By Kenneth Dierschke
Texas Farm Bureau President
Texas is an oil and gas state that will never embrace renewable fuels, right? Wrong.
An ethanol plant is under construction in Dumas. Panhandle Energies of Dumas, LP will take corn and grain sorghum and turn it into 30 million gallons of ethanol each year.
They're not the only ones who have decided the time is right to join the renewable fuels revolution.
In fact, two more companies have announced plans in recent months to build 100 million gallon ethanol plants in the Panhandle. When they're up and operating by the end of next year, Texas will join the ranks of Midwestern states like Iowa and Illinois and take its rightful place among the nation's leading ethanol producers.
Ethanol might have gotten its start in the Midwest but use of the clean burning, renewable gasoline additive has exploded across the country. When the State of California banned MTBE and switched to ethanol, it created the nation's biggest ethanol market and new opportunities for the industry.
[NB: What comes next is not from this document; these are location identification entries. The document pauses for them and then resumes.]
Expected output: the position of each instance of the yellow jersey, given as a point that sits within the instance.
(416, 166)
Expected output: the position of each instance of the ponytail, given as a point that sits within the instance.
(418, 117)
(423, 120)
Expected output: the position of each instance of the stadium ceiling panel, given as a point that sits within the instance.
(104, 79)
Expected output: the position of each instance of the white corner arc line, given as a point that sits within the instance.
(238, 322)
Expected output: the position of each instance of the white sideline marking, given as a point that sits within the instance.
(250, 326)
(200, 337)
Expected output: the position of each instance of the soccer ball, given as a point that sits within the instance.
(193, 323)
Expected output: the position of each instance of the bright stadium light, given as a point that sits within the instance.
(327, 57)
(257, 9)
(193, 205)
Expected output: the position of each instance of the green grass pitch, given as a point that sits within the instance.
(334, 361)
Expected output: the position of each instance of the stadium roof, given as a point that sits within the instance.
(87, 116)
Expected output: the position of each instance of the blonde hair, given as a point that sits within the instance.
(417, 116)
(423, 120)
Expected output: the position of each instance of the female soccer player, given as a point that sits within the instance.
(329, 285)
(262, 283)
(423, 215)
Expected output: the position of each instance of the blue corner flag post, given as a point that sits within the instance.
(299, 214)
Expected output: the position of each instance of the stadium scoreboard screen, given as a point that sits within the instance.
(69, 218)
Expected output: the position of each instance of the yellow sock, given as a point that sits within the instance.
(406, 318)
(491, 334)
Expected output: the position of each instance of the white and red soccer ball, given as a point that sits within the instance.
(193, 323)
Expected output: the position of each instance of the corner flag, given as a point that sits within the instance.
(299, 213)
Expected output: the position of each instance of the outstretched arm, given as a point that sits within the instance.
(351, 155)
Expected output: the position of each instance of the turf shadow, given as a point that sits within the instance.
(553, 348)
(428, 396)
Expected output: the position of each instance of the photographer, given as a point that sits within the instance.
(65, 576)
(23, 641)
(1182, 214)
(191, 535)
It wasn't long before several northeastern states followed suit.
Today ethanol is so prevalent that a study prepared for the Renewable Fuels Association by economist John Urbanchuk estimates that 30 percent of all gasoline used in the United States last year was blended with ethanol.
Lately, wholesale ethanol prices have dropped below wholesale gasoline prices. The Consumer Federation of America announced in May that if oil companies chose to blend more ethanol with gasoline, Americans would save as much as eight cents per gallon of gas.
In 2001, when Congress began debating the nation's energy policy, annual ethanol output was about 1.5 billion gallons. By the end of this year, the nation will produce nearly 4 billion gallons with a majority of the new production capacity coming from farmer-owned plants.
If Congress finally gets around to passing a comprehensive energy bill this summer, a renewable fuels provision in the Senate bill will double ethanol production to 8 billion gallons by 2012, creating a stable footing for the industry. That's 8 billion gallons of gasoline that won't need to come from the Middle East.
There's outstanding growth potential for this industry, not just in the corn-belt Midwest, but deep in the heart of Texas.
In fact, the Texas ethanol production model leverages the strength of our state's leading agricultural sector. Currently, Illinois farmers are sending corn by the trainload to Texas cattle feedlots. Once the Texas-sized ethanol plants are in production, instead of simply feeding the "imported" Illinois corn, these facilities will take that corn and add value to it, by converting it into gasoline additive and dried distillers' grainan inexpensive cattle feed.
Ethanol will produce another by-product, jobs. White Energy Hereford, LLC of Dallas says in addition to $100 million invested in the first year of construction, their plant will provide 38 full time jobs and support an additional 650 others in a community of 14,525. The Dumas plant will employ 36, with an annual payroll of $1.3 million in that community of 13,700.
A gallon of ethanol is selling for less on the wholesale market than a gallon of regular unleaded. Unfortunately, the only opportunity for Texans to buy ethanol blended products is in El Paso. Texas motorists are paying too much to fill their tanks. The time is right for an energy bill that secures a future for ethanol, and provides an economically viable fuel for America.